There is a new trend among quality watchmakers which allows the owner some insight into the workings of the automatic watch. While I have seen both my grandad’s pocket watch and my own beloved Seiko stripped down to the most basic parts during refurbishment, most people never see inside the watch they own unless they care to see how the battery is changed. As an aside, the automatic Seiko I own was bought on a flight from the UK to Canada in 1993 and has been refurbished due to the one time I took it diving without first checking that the bezel was screwed tight to the body. Repairs cost me near the original $600 price of the watch but I’m delighted to say it still keeps perfect time. So I can personally vouch for the efficacy of the design.

Automatic Watch

So, how exactly does this thing work?

As I mentioned above, Rolex developed the first truly commercially successful automatic watch, based on their design of a weight which was almost semi-circular and which could spin in either direction throughout 360 degrees. This allowed the mechanism to maximize the energy gained from any movement of the watch on a person’s wrist. This movement is translated to a ‘keyless works’ (remember grandad’s watch required a key to wind it?) via the usual cogged teeth one might expect to see in a clockwork device.

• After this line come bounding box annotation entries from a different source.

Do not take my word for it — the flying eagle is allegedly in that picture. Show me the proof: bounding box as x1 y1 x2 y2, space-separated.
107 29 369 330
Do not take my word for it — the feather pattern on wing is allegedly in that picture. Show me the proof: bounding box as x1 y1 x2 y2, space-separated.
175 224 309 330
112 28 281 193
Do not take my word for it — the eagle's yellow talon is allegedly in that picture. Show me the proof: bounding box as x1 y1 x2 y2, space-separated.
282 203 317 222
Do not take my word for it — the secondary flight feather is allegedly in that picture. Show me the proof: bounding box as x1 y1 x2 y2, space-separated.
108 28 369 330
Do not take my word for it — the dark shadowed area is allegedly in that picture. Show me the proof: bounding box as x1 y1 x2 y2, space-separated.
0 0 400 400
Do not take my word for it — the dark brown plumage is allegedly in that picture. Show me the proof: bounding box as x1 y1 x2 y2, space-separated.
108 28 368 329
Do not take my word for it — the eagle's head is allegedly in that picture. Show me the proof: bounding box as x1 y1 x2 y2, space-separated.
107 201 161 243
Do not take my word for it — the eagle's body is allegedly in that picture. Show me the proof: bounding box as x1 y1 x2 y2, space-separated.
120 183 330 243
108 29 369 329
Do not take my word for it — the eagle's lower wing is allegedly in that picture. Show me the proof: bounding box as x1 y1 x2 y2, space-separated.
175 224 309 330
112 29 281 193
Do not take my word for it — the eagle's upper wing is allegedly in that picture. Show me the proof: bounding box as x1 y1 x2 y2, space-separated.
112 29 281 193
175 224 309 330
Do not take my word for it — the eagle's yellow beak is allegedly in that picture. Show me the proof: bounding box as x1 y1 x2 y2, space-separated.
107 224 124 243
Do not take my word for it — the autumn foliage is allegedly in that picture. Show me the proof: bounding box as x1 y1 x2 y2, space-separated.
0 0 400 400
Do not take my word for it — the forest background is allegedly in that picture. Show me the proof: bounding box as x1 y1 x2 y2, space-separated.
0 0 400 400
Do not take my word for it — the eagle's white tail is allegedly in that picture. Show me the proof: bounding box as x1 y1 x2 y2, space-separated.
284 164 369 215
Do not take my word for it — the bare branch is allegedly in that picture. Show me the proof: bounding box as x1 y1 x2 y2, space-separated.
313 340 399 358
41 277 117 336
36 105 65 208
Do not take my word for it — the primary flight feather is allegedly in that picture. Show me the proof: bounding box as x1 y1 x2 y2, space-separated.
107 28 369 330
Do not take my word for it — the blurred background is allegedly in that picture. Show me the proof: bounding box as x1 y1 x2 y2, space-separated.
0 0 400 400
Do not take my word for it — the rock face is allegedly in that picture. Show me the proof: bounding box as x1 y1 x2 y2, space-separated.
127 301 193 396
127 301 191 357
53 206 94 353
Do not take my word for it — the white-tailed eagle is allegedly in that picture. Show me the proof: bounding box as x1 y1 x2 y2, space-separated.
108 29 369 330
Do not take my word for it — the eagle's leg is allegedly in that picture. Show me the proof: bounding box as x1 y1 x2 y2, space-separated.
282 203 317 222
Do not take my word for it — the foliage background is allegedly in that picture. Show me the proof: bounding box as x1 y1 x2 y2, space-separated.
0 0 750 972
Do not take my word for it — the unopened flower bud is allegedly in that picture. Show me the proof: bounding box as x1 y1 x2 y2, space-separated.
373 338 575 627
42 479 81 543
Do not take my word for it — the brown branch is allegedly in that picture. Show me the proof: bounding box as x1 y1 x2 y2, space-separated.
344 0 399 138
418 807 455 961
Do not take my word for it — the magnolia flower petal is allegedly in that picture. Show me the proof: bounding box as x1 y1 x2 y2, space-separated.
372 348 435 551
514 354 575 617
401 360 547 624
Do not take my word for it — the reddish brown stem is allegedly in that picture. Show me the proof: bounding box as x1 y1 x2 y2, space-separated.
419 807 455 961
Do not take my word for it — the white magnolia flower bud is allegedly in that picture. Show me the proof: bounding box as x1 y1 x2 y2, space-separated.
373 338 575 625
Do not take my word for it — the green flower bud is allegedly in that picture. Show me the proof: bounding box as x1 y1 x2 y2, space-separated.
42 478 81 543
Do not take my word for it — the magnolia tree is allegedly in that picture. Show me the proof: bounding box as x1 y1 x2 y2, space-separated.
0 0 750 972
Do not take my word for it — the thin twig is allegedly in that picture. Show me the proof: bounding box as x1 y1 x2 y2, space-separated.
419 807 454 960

The keyless works transfer this power through a system of reduction gears which increase the torque until it is sufficient to tighten the mainspring – effectively ‘winding’ the watch. You can imagine how this works when the weight is spinning in the right direction. When it spins in the opposite direction a transfer gear wheel simply kicks out of place preventing the watch from ‘unwinding’ due to this kind of motion or a switching gear allows the power to be collected in both directions of spin.

The ratchet wheel or first wheel is directly connected to the main spring and on some watches, this can also be hand wound (say, if you took the watch off for a day or two and found it was not moving). A small ‘click’ spring prevents the ratchet wheel from backing off and releasing the energy of the mainspring all at once. The mainspring of course ‘wants’ to uncoil and is allowed to slip gradually through the mainspring Barrel instead. This is the primary drive mechanism which must be kept greased and teeth on the outside of this barrel engage the second wheel which engages the third and so on to gear the power back to, at the fourth wheel level, for example, one revolution per minute. 

This wheel drives the second hand, but it also drives the ‘Escape’ wheel which is the one, alluded to earlier, which really regulates the energy of the mainspring. In conjunction with a balance wheel, the escape wheel momentarily locks the movement of the watch while setting in motion the balance wheel, which, upon its return, unlocks the escape wheel for one more movement. The locking and unlocking of the escape wheel are achieved by a palette and the strange hook-shaped teeth of the escape wheel. It is engineered to perform this function in such a way that the timing can perfectly describe one second (for example, four ‘locks’ per second).

The Centre wheel, located centrally as you’d expect, is geared to rotate once an hour and of course drives the minute hand, further gearing to one-sixtieth of this speed drives the hour hand. Some of this will be apparent to you if you purchase one of these upscale automatic watches with a clear back which are so popular these days. 

I feel sure that if you do, this intricate dance of moving parts which has been so exquisitely fine-tuned over the centuries will provide you with a satisfaction and feeling of luxurious quality that no electronic gadget will ever provide you, and I’m equally certain that no firmware upgrade will ever be required and that your automatic clockwork or piezoelectric watch will last you for many more years than you’d ever expect a digital or smartwatch to. So much so, in fact, that you might also enjoy that old tradition of passing it on to your son or daughter one day.